The world’s oldest cultivated legume, lentils have sustained the morale and well-being of nations from Ireland to India and beyond for aeons. Stuffed with fibre, they’re a cheap source of protein, along with some potassium and vitamin B and minerals. Added to which, they cook quickly, most particularly the red ones, so are economical with fuel. With sources for sustainable, animal-kind food diminishing, and the quality of the nourishment from our field-grown produce diminishing too, we should turn more to legumes and pulses for our food.
There are four general kinds of lentil - red, yellow, green and brown. The two former are most common to the kitchens of the Indian subcontinent. Stewed with garlic, ginger, and various spices and flavourings, red and yellow lentils are transformed into an abundance of different dhals, scooped up with chapatis or naan and eaten with a variety of vegetable curries or as a side dish to meat.
Green and brown lentils are the more common lentils in European cuisine, although in Britain, yellow lentils made from split peas (so more correctly ‘peas’), are a quintessential part of the ham hock-and-lentil winter soup inspired by ‘snert’, the ham and dried green peas soup traditional in the Netherlands. In both these soups, it’s acceptable, though not authentic, to substitute the dried peas with lentils they resemble.
Green lentils hold their shape better than red or yellow lentils and have a more pronounced, earthy, flavour that doesn’t need spicing up, only propping up with a ‘mirepoix’ flavour foundation. This makes them more generally able to stand up to becoming a salad without turning into mush and become side dishes with a bit of bite.

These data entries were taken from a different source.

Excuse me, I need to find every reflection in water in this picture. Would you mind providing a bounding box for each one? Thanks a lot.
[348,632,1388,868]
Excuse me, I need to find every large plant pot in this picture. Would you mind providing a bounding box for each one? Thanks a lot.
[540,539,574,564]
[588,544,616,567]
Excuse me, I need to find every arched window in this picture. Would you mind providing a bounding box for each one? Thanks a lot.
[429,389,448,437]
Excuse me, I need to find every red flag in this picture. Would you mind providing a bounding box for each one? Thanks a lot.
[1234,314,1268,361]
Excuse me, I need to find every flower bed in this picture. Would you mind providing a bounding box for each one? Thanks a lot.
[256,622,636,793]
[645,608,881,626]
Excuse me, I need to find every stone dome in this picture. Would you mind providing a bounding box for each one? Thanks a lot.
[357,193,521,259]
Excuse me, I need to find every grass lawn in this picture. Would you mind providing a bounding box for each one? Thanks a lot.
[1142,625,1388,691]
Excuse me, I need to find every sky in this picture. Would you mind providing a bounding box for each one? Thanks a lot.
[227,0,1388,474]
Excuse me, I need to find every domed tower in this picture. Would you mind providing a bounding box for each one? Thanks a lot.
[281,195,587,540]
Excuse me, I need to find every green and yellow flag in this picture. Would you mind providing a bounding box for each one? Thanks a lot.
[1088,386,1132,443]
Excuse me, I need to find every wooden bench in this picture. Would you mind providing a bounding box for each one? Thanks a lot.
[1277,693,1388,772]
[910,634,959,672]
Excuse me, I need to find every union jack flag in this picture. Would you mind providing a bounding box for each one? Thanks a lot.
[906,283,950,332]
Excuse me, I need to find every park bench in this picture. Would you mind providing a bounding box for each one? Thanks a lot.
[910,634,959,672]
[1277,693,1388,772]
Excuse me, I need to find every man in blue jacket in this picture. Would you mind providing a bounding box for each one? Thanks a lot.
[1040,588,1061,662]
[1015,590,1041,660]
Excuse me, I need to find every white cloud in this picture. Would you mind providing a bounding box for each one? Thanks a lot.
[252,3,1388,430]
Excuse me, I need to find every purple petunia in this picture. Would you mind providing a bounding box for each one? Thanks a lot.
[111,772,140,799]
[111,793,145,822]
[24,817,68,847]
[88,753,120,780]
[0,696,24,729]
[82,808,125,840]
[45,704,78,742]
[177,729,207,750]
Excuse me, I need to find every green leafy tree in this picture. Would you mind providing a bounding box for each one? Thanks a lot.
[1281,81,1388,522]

Green lentils are cultivated widely across Europe, Asia and North Africa. But the very best of them, and almost blue in colour, are the smaller Lentilles de Puy, grown in France. These are so respected, they have their own Protected Designation of Origin, used to confirm that only these lentils carrying the label come from the prefecture of Le Puy in the Auvergne region. They’ve been grown there for over 2000 years. It’s the area’s volcanic soil that is said to give them their unique peppery flavour.
(Before you reach to write to the editor, yes, there also exists the black lentil, named Beluga after the caviare. But while it, too, is highly revered and equally ancient, it isn’t in fact a lentil at all. It’s an urad bean, grown in South Asia. It’s sold whole, but when it’s split, it’s known as the white lentil after its creamy interior.)
Back to the Lentilles de Puys: they marry so well with so many soothing anti-winter dishes, you should stock up with boxes of them. Sausages are twice as good with a stew of Lentilles de Puy. Pork, roasted or grilled as chops, are undressed without a dish of them alongside.
The secret is in what you cook them with, to elevate their glory. The list should include a mirepoix of onion, garlic, carrots and celery, all neatly and finely diced. It might include lardons for added smokiness, into whose fat you soften the previous ingredients. A bay leaf and a good strong stock is then added to cover the lentils, which are stewed over a gentle heat with a saucepan lid on a slant, (more liquid added if they are drying out), until they are cooked through. Then, before serving as a side dish, throw in a small glass of Cognac and stir. For a warm winter salad, omit the Cognac and make a mustardy vinaigrette, then pile the lentils onto a platter lined with leaves of lettuce or mache.
If you remove half of lentils and blitz them to a puree then pour them back into the pan with the whole lentils - adding more stock or water if it needs a little thinning - and you have made a satisfying soup you can dress with garlicky croutons.
If you add left-over lentils to a quantity of mashed potato, roll them into balls and then into a little flour or breadcrumbs and gently fry them, you’ve made a croquette that British grandmothers might have called a rissole.
Lentils - the foundation of a cuddly winter.